# Finding accommodation in Bologna?



## dpm (Jul 1, 2010)

I will be moving out to Bologna to start a new job within the next few months. I've signed up to a few websites looking for rooms to rent (like EasyStanza) and was wondering what the best method for finding accommodation was? Is EasyStanza considered the best source? I've tried searching for accommodation rental/estate agencies in Bologna (I do not mind coming out again before I start to view potential rooms, and in fact would prefer to do so), but haven't found anything useful.

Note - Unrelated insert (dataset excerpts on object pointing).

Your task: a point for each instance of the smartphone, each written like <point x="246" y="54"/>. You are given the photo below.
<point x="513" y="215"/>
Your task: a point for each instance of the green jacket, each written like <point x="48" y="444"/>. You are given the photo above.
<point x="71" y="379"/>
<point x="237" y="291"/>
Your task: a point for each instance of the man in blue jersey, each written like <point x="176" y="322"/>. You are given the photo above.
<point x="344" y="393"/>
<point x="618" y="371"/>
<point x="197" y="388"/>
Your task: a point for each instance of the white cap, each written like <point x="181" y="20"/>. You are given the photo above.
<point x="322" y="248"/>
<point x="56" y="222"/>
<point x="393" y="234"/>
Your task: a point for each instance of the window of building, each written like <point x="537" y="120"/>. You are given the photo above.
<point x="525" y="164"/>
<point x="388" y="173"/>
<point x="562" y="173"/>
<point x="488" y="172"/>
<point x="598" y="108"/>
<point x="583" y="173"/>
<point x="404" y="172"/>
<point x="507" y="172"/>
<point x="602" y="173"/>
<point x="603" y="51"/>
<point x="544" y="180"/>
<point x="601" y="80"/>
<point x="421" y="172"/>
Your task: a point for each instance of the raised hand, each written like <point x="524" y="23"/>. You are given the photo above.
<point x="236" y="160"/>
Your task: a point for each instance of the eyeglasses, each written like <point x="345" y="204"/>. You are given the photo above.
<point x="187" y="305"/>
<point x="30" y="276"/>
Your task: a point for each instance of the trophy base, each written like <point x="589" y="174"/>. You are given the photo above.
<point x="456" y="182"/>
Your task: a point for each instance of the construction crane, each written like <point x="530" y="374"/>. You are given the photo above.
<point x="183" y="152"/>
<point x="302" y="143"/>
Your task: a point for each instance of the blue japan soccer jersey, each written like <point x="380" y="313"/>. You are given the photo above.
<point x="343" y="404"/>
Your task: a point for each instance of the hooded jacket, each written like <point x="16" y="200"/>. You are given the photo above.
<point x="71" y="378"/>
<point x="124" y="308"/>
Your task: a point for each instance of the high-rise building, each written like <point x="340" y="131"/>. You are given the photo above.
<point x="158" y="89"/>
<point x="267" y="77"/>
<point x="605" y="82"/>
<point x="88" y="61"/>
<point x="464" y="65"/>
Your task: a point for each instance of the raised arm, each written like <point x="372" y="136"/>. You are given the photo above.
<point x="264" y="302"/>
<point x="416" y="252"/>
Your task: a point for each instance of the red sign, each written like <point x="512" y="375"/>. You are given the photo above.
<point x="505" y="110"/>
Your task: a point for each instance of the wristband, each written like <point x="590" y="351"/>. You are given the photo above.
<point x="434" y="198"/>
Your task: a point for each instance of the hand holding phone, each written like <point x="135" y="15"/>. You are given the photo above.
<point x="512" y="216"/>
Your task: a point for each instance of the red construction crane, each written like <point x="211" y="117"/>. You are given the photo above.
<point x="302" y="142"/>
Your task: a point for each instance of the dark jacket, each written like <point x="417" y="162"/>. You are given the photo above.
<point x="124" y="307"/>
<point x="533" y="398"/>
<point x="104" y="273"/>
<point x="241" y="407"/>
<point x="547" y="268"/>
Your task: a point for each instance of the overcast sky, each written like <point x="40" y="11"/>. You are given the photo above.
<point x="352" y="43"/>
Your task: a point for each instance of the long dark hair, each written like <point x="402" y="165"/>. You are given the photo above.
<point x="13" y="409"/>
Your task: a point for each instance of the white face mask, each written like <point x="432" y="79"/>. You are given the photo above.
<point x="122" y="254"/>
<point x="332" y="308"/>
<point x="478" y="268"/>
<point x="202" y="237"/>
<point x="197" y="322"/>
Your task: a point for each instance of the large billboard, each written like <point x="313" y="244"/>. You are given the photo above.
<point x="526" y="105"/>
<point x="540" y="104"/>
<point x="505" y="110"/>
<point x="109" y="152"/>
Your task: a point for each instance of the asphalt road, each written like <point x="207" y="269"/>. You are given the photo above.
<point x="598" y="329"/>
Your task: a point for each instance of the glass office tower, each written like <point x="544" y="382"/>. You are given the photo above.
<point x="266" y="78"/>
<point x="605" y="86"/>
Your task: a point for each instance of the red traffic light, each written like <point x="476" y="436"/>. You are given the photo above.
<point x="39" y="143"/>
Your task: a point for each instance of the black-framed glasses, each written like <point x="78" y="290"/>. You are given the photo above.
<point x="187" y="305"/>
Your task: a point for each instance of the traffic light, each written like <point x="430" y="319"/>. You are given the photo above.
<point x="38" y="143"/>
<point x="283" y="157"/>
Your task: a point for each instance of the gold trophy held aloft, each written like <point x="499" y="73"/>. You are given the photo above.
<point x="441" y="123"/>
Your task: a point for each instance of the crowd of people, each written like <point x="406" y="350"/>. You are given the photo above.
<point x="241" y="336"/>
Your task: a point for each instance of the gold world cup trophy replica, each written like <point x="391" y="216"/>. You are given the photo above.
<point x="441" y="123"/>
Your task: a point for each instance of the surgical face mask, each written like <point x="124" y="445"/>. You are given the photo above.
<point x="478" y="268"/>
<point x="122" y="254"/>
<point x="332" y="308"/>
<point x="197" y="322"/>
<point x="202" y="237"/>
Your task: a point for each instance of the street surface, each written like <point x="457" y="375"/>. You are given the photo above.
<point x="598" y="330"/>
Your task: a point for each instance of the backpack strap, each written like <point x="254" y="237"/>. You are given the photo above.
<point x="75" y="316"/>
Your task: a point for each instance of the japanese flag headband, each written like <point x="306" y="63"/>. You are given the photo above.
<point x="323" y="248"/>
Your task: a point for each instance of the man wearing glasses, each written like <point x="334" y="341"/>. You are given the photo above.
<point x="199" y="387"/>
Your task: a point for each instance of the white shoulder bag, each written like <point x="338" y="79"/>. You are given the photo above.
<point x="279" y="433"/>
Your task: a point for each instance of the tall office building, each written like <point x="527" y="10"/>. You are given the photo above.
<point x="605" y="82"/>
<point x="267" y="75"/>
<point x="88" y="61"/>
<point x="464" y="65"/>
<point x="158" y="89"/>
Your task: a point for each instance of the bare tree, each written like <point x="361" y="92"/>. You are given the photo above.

Further, it seems that a lot of rooms for offer on EasyStanza are shared rooms with another person. Is this normal? What do I need to look for when attempting to find a single room albeit one with a double bed (I only speak a little Italian, but am trying to learn more )?

Thanks for any help offered.


----------



## Canuck9 (Jun 30, 2010)

Hey.

I am in the same boat as you, although I am moving to Pescara. I've lived in Italy already and personally I am more the type to want my own place.

I've never used the website you talked about, but these are some of the bigger accomodation finding websites in Italy....they are in Italian, but they're pretty easy to follow

soloaffitti.it
immobiliare.it
casa.it
risorseimmobiliari.it

Good luck, if you get any other info please let me know.... I'm still searching for a place myself.


----------